Apologies @ThetaSigmaEarChef because I read back my post and realised I’d completely messed up my point. Of course Doctor Who has shone a spotlight on real world issues - I never meant to deny that. It’s one of the things which annoys me when people criticise the modern show for being ‘woke’ and claiming the classic series wasn’t when it most demonstrably did highlight important themes like, as you say, the environment, facism, etc.
What I meant was that Doctor Who’s narrative ‘real world’ is slightly removed from the real world we live in. The UNIT era was deliberately supposed to be slightly in the future meaning that lots of the that ‘contemporary’ era is slightly at odds with what was actually happening in the real world.
I also meant that Doctor Who didn’t directly feature historical periods which were in living memory for a long time. There isn’t a WW2 story until the 1980s and it seems only one was ever on the cards before then - the lost story Operation Werewolf - which, tellingly, never made it to screen. The history visited in those early years is as alien as the weird planets they visit - the Aztecs, Paris of the 16th century, Ancient Rome, prehistoric times.

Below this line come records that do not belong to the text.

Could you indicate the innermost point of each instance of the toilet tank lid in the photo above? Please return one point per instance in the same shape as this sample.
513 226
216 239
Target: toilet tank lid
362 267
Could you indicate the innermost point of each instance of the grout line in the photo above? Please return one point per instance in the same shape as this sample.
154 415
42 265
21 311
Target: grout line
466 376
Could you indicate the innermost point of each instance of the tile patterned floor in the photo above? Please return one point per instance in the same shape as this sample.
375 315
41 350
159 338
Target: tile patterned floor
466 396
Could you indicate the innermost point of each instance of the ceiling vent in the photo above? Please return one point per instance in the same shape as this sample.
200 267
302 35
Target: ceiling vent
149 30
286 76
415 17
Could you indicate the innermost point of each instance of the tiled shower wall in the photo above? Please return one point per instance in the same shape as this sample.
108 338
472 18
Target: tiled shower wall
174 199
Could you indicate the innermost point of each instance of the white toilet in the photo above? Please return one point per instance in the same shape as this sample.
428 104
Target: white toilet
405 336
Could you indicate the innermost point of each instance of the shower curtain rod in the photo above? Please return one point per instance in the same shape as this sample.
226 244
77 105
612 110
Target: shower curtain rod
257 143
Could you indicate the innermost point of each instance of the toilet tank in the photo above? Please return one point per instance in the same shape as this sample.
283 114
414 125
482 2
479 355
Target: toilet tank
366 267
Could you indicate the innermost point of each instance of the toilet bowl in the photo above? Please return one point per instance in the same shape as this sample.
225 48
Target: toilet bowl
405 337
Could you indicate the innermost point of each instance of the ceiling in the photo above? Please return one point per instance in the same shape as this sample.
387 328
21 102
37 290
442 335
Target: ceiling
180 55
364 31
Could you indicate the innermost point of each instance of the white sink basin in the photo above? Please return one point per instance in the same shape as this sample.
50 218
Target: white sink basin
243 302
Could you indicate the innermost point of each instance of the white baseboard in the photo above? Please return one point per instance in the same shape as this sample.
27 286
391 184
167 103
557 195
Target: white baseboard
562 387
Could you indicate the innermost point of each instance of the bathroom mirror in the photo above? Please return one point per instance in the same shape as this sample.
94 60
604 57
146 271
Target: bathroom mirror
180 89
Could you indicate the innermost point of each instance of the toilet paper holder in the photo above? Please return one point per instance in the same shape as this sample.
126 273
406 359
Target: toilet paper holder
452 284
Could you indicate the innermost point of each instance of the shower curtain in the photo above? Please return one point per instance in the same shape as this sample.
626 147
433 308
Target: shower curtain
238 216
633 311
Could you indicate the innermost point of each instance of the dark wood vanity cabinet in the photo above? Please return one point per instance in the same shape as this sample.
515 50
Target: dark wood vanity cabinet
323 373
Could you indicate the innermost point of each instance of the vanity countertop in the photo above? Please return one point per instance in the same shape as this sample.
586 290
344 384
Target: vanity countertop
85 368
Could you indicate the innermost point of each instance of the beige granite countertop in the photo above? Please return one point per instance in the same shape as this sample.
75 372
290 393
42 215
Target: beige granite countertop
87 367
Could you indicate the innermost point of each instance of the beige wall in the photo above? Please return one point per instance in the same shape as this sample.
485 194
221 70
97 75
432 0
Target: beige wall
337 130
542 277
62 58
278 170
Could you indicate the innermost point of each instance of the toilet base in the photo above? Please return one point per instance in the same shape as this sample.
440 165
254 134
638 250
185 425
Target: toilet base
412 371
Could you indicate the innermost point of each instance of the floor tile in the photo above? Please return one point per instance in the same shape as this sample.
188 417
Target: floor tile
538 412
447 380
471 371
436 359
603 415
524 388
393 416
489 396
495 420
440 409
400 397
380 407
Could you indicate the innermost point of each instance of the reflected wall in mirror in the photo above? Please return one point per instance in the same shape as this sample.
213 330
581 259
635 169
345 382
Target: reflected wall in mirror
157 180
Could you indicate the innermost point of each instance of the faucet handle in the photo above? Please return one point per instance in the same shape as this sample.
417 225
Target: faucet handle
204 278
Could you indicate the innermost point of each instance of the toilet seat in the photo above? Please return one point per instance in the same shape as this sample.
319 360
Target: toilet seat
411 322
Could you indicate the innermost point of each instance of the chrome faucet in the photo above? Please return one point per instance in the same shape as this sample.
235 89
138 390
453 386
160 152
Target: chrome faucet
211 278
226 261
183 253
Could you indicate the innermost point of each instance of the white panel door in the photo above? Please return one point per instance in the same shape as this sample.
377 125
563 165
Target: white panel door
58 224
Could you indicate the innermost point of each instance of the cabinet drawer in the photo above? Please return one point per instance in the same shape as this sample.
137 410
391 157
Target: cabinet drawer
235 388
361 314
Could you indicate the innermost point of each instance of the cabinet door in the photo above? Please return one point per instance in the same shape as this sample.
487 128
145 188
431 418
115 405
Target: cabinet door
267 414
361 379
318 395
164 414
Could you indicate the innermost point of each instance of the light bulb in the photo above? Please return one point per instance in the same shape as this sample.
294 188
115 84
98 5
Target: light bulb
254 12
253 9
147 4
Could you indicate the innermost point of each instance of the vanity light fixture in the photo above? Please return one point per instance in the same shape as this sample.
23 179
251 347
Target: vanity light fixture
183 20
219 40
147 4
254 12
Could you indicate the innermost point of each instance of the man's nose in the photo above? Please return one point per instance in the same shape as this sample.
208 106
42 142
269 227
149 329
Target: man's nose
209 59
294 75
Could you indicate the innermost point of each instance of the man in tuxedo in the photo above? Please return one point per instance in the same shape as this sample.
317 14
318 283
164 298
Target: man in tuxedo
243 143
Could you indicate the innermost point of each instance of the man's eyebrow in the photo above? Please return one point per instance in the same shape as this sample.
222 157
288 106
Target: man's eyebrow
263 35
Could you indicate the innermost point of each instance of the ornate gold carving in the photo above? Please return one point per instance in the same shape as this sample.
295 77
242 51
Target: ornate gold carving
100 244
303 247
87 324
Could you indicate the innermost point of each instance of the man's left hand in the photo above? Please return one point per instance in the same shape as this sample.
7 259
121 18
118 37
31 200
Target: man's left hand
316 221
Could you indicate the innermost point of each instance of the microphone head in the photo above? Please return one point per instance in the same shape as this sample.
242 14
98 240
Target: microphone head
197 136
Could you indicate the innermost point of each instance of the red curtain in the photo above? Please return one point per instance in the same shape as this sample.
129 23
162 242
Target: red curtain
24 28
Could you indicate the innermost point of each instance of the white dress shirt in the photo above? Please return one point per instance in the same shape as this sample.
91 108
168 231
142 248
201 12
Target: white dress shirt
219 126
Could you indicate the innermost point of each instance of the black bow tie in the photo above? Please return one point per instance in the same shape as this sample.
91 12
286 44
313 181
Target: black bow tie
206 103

But I maintain that Chibnall not addressing Covid is not cowardly.
He used the show to address lots of other issues - often drawing overt criticism from some quarters because of it. Covid was like nothing we’d ever experienced before. It’s not a miner’s strike or Daleks as Nazis or environmental messaging. It was something which affected the whole world, but also affected people, oddly, in the same way and yet in very different ways.
I was lucky enough not to lose anyone but my friend lost her dad and she couldn’t visit him just like Joy. She gave birth to a daughter during that time and her dad never met his granddaughter. I don’t know what your personal experience was but there is not way Chibnall could have addressed Covid at that time without upsetting a lot of people and drawing a lot of backlash against the show. And let’s face it, Chibnall was already a punchbag for fandom as it was.

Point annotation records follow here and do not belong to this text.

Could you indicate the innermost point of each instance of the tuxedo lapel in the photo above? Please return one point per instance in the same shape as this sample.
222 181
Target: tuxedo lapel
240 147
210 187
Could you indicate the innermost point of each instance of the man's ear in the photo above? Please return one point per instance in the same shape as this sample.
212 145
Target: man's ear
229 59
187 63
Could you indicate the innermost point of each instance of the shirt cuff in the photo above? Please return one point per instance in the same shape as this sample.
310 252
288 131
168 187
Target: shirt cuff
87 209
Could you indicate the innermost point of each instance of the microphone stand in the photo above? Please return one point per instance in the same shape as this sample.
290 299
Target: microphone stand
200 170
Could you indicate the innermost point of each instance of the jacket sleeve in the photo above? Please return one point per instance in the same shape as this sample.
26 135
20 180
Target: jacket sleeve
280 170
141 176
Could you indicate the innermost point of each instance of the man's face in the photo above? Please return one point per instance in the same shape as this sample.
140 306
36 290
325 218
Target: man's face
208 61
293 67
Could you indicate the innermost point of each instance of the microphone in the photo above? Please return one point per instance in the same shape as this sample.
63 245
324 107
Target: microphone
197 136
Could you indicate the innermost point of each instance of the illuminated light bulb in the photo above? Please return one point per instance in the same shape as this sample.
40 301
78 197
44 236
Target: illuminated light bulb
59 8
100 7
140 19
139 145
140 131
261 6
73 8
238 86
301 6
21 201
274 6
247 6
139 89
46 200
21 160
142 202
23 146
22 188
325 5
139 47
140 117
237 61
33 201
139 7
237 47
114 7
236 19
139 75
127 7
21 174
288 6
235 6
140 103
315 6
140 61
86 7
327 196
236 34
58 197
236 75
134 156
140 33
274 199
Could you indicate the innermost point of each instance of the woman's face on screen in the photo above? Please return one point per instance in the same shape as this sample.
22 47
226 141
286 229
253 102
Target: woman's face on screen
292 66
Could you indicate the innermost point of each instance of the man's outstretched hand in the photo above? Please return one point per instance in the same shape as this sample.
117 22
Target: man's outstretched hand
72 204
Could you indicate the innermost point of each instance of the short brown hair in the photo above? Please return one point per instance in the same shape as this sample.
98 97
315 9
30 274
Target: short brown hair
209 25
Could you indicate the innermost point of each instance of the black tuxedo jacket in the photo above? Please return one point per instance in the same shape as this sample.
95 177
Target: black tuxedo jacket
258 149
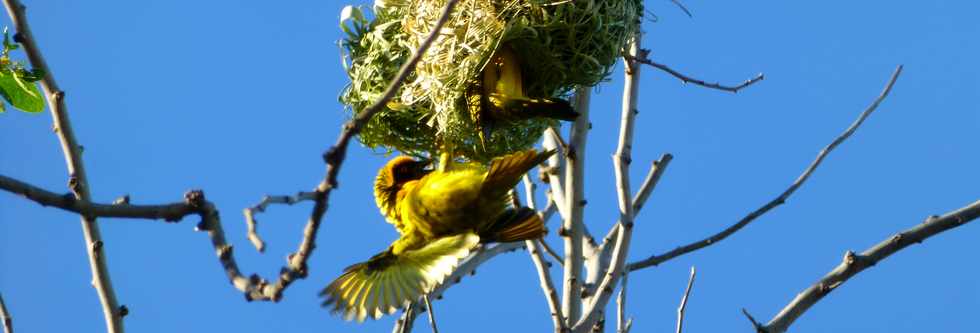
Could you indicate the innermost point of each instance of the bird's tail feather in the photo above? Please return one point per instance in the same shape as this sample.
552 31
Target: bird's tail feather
514 225
518 108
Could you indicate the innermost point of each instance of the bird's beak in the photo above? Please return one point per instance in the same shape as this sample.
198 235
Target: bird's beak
423 163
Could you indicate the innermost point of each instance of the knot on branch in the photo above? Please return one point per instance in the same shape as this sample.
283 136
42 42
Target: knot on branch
19 37
224 252
123 200
333 155
195 199
74 184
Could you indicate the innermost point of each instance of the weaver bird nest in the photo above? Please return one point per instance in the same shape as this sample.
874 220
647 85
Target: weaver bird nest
562 44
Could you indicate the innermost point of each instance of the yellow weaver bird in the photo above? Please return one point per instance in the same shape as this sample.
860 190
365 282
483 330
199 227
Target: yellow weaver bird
441 215
502 97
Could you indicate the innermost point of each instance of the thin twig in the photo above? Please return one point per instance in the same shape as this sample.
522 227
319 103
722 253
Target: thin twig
621 161
684 8
551 252
575 206
779 200
855 263
529 188
547 285
8 321
252 223
404 324
621 306
552 171
639 200
688 79
683 306
169 212
78 179
432 313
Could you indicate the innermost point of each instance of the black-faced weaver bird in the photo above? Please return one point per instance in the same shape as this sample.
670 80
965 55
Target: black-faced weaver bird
499 96
441 215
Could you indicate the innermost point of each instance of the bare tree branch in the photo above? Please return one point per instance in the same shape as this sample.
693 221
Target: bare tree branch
687 79
544 273
639 199
252 224
855 263
683 8
621 321
404 324
8 321
547 286
621 161
78 179
254 287
683 306
169 212
432 313
575 206
779 200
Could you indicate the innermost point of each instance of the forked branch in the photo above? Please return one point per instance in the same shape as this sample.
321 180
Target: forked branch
779 200
855 263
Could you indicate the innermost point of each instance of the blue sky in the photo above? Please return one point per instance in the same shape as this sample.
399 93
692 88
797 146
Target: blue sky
240 99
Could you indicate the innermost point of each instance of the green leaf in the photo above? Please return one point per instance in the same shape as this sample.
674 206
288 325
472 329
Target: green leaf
22 95
33 75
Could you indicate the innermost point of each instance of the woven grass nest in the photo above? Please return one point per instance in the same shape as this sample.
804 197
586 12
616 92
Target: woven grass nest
561 45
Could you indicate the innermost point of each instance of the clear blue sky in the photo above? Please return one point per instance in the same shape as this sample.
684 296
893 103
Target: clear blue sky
240 99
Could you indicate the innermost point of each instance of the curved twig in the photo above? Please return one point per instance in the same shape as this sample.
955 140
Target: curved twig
252 223
779 200
855 263
8 321
687 79
78 179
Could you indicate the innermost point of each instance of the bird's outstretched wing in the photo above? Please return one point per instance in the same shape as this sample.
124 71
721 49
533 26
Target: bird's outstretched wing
388 282
505 172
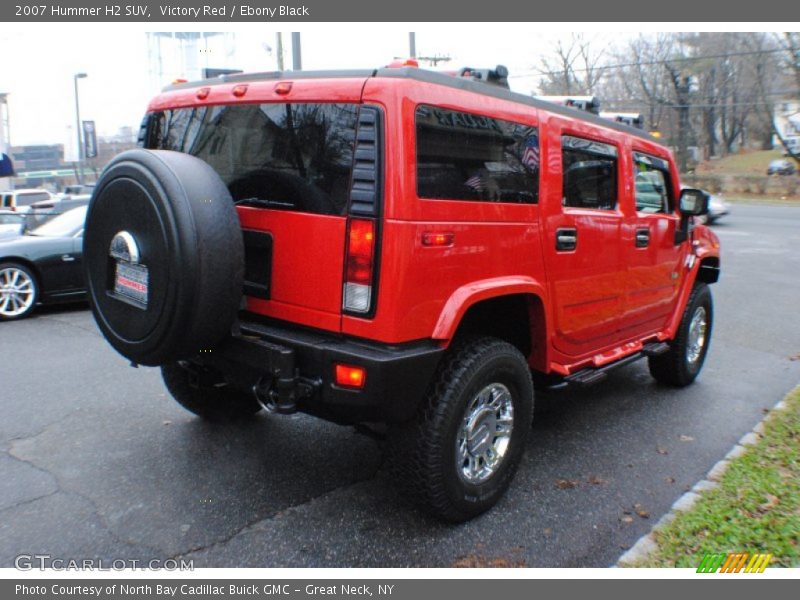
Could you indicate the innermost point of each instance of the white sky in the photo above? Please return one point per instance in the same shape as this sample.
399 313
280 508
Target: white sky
38 61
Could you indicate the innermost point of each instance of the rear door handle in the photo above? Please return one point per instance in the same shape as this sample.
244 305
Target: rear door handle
566 239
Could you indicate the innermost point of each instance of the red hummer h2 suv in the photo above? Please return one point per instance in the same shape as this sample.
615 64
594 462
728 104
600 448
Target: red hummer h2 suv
396 246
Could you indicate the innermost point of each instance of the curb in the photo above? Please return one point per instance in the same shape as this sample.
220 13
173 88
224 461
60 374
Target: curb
646 545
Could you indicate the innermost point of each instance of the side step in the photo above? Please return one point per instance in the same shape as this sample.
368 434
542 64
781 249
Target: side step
587 377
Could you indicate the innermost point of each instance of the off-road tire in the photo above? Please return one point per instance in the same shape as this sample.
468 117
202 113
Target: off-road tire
673 367
421 455
212 402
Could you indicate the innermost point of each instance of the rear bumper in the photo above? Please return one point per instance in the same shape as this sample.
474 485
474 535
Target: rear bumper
296 367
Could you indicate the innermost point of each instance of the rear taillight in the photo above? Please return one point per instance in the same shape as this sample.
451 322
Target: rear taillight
359 265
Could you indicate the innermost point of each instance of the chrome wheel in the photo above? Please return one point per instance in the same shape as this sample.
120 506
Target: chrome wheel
485 434
697 335
17 292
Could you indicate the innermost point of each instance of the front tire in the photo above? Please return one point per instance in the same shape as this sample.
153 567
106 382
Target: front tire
214 401
460 454
19 291
682 363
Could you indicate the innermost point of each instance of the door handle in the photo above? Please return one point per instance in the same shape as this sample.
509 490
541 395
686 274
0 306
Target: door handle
566 239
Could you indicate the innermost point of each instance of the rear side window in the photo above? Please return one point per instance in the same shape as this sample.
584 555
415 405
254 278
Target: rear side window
295 157
589 173
653 190
464 156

If you think he should have directly addressed Covid and was disappointed he didn’t, that’s absolutely your perogative. I completely disagree. But I do not think, whatever decision he made, makes him a coward. We don’t know what his personal experience was. He may have lost someone. It’s not for us to call him out on something like that.
And what should be noted here is that Moffat focussed his covid element - and it really was just an element and not what the whole story was about even slightly - was the partygate aspect which was something very few people would be divided in opinion on.
So I apologise for being unclear in my first post and hope this has cleared up my position a bit.